On Tue, 2005-04-19 at 23:31 +0900, Tejun Heo wrote:
scmd->eh_timeout is used to resolve the race between command
completion and timeout. However, during error handling,
scsi_send_eh_cmnd uses scmd->eh_timeout. This creates a race
condition between eh and normal completion for a request which
has timed out and in the process of error handling. If the
request completes while scmd->eh_timeout is being used by eh,
eh timeout is lost and the command will be handled by both eh
and completion path. This patch fixes the race by making
scsi_send_eh_cmnd() use its own timer.
This patch adds shost->eh_timeout field. The name of the
field equals scmd->eh_timeout which is used for normal command
timeout. As this can be confusing, renaming scmd->eh_timeout
to something like scmd->cmd_timeout would be good.
Reworked such that timeout race window is kept at minimal
level as pointed out by James Bottomley.
This looks fine in principle. However, three comments
1. If you're doing this, there's no further use for eh_timeout, so
remove it (and preferably fix gdth_proc.c; however, it's better to break
the compile of that driver than have it rely on a now defunct field).

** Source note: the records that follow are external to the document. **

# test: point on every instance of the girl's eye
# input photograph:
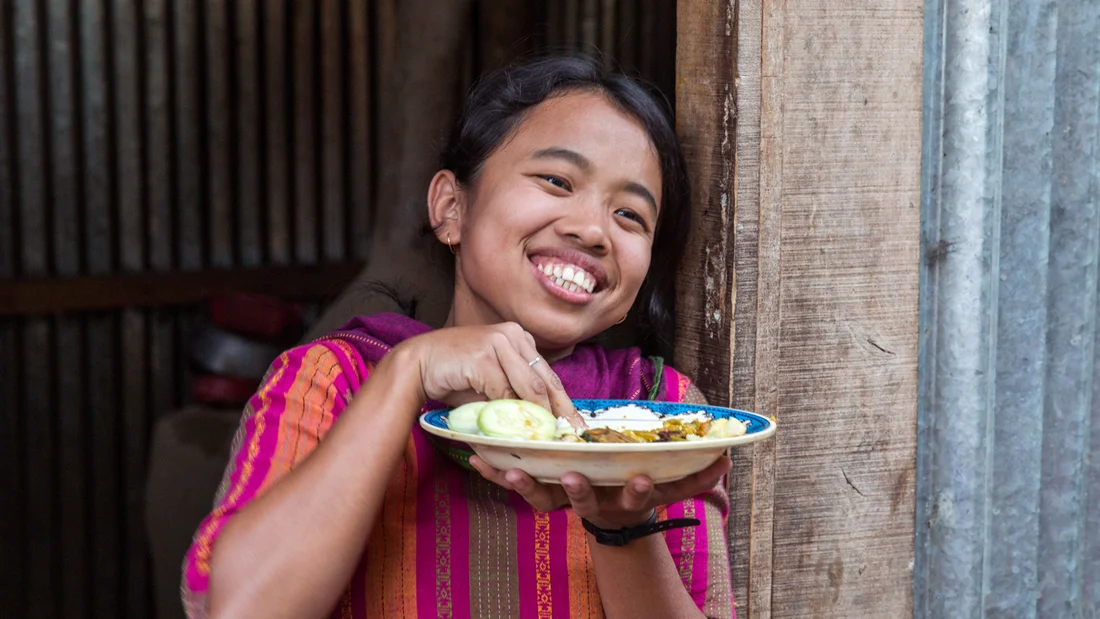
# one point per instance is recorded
(633, 217)
(557, 181)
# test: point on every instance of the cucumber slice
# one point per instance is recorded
(464, 418)
(517, 419)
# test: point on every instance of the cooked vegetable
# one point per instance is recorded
(464, 418)
(517, 419)
(607, 435)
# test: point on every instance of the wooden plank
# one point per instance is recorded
(30, 137)
(849, 185)
(98, 157)
(333, 132)
(250, 156)
(590, 25)
(160, 145)
(304, 83)
(31, 297)
(73, 463)
(361, 76)
(42, 551)
(107, 520)
(128, 134)
(277, 207)
(40, 562)
(190, 162)
(135, 432)
(219, 139)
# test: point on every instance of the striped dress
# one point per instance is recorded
(449, 544)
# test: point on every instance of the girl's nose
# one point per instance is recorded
(586, 224)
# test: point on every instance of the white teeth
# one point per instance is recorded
(571, 278)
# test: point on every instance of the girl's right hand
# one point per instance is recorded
(464, 364)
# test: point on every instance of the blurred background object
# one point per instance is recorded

2. Use of eh_action is private to scsi_error.c, so you don't need to add
a new field to the host, just make eh_action a pointer to a private
eh_action structure which contains the timer and the semaphore.
3. To close a really tiny window where the running timer could race with
the del_timer, it should probably be del_timer_sync(). The practical
effect of this is nil, but it would be correct programming.